Maylis de Kerangal, Jour de ressac

Écrire, c’est (d)écrire

Au com­men­ce­ment, il fau­drait croire que Jour de res­sac est un polar. La nar­ra­trice reçoit un appel télé­pho­nique du Havre, chez elle à Paris ; au bout du fil, le lieu­te­nant Oli­vier Zam­bra. Le corps d’un homme a été retrouvé par un pel­le­teur, sur la plage de la digue du nord. Elle doit venir au com­mis­sa­riat parce que cette affaire la « concerne. »
Le Havre, c’est la ville où elle a vécu son enfance et son ado­les­cence auprès de son père, pilote au port, de sa mère et de son frère. Temps du col­lège, du lycée et de son pre­mier amour. Mais sur­tout Le Havre est une ville à part, tel­le­ment « ciné­gé­nique » et l’auteure y a passé une grande par­tie de sa jeu­nesse. Des vies d’exilés y tran­sitent. La drogue aujourd’hui inonde le port.

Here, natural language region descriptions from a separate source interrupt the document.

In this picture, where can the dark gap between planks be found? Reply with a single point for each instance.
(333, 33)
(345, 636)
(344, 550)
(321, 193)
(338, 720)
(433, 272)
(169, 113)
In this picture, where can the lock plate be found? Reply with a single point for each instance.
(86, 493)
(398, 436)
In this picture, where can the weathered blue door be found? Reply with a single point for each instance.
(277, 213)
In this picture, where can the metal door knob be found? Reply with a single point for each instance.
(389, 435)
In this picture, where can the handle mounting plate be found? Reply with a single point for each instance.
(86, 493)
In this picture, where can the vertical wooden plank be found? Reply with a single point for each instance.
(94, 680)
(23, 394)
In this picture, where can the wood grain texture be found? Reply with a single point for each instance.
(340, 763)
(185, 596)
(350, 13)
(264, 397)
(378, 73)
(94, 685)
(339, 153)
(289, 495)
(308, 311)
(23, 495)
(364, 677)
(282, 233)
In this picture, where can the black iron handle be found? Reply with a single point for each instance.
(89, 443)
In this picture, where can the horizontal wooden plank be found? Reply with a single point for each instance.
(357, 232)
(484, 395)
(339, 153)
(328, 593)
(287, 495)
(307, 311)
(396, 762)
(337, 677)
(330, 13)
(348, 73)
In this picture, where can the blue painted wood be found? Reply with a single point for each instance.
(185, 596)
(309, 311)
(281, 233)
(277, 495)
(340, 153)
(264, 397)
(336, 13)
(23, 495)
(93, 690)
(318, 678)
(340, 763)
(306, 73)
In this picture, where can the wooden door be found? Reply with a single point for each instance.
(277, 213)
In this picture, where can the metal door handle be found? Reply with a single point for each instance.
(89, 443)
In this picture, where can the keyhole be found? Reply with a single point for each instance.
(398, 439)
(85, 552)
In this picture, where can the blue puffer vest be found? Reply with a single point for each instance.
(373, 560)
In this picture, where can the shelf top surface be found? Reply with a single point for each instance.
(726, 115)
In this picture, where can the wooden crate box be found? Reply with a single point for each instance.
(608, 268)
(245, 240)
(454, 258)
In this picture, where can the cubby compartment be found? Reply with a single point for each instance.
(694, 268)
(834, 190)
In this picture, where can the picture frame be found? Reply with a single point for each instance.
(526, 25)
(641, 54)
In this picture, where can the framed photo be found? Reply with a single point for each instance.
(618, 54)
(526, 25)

Son court séjour dans cette ville où elle n’est reve­nue qu’une seule fois pour le bap­tême d’un bateau sera l’occasion de replon­ger dans les images de son passé. L’enquête n’aboutira à rien. Au fond, l’identification du cadavre de cet homme inconnu importe peu. May­lis de Keran­gal écrit autre chose. Comme la nar­ra­trice, elle a un pen­chant pour les his­toires, les petites nar­ra­tions mal fou­tues, et sau­vages, hoque­tées, étran­glées, trouées de par­tout.
La trame poli­cière serait linéaire pour aller droit au but alors que le texte s’échappe sans cesse entre le pré­sent et le passé, entre cinéma et lit­té­ra­ture. La très belle évo­ca­tion des ter­ribles bom­bar­de­ments de sep­tembre 1944 sur Le Havre qui fut rasé se super­pose au texte de l’allemand Dager­man et de son Automne alle­mand, par­cours des villes alle­mandes anéan­ties elles aussi, à la fin de la guerre. La mort même de l’inconnu de la digue du nord fait écho à celle de Paso­lini assas­siné et retrouvé sur la plage d’Ostie ou encore à celle d’un homme en Aus­tra­lie, décou­vert lui aussi sur le rivage et d’un Russe mort dans le che­nal, durant la guerre froide.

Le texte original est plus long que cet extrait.